3. Impact on investments by foreign-owned equity investment enterprises in China

Pursuant to the existing foreign investment administrative regime, foreign-owned equity investment enterprises are deemed as foreign investors, and the investments that they make in China are deemed as foreign-invested enterprises, which require prior approvals from MOFCOM.

After the New Rules take effect, foreign-invested equity investment enterprises will no longer need to apply for prior approvals from MOFCOM when they make investments in sectors outside the negative list. It is expected that the investment structure for foreign-invested equity investment enterprises will be further simplified and streamlined.
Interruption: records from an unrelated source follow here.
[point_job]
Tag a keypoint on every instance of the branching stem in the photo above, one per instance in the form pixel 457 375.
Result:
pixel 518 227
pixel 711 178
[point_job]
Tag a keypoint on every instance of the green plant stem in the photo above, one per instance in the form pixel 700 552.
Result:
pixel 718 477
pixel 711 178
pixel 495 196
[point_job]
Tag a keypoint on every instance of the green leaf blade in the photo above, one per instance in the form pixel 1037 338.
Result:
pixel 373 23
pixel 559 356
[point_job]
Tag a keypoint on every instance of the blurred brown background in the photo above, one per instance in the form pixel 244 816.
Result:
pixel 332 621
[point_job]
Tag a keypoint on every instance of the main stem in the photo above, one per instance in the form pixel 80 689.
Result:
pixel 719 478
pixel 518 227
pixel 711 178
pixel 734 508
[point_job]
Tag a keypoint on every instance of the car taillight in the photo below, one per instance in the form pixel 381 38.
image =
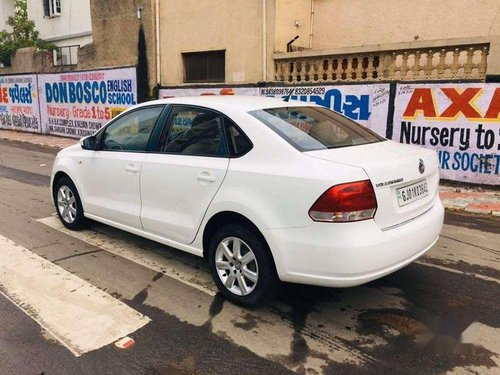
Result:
pixel 353 201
4. Impact on investments by USD and RMB parallel funds in China

Under the existing foreign investment regime, it usually takes a long time for MOFCOM to approve foreign investments, and there is also a certain degree of uncertainty. Due to this reason, international funds and onshore RMB funds often find it hard to make and exit an investment at the same time. Moreover, investee enterprises are also required to assist in submitting various supporting documents to MOFCOM, and ongoing approvals will be required for future changes after investee companies become foreign-invested enterprises. Therefore, in practice, many domestic enterprises are unwilling to accept investments from international funds. After the New Rules take effect, fund managers managing both international funds and onshore RMB funds may find it easier to structure and make parallel investments which will make such parallel arrangement more acceptable by onshore and offshore investors.

5. Uncertainty and prospects for the New Rules

Despite the fact that the New Rules will greatly simplify the administrative procedure for international funds in their investments in China, it is still uncertain how it will be implemented in practice. The existing foreign investment legal regime is fairly complicated which involves a number of authorities (such as the State Administration of Foreign Exchange, Industry and Commerce Bureau, etc.) to collaborate with each other. To be consistent with the changes brought about by the New Rules, the existing foreign investment regulations and rules will be subject to amendments. Apart from amending regulations and rules, what is more important is how the various local authorities in China will interpret the New Rules in practice. Nevertheless, taken as a whole, we believe the New Rules certainly is a ground-breaking reform since the implementation of the foreign investment laws in the PRC decades ago. The New Rules will usher in a new era for international investors (including international funds) for their investments in China.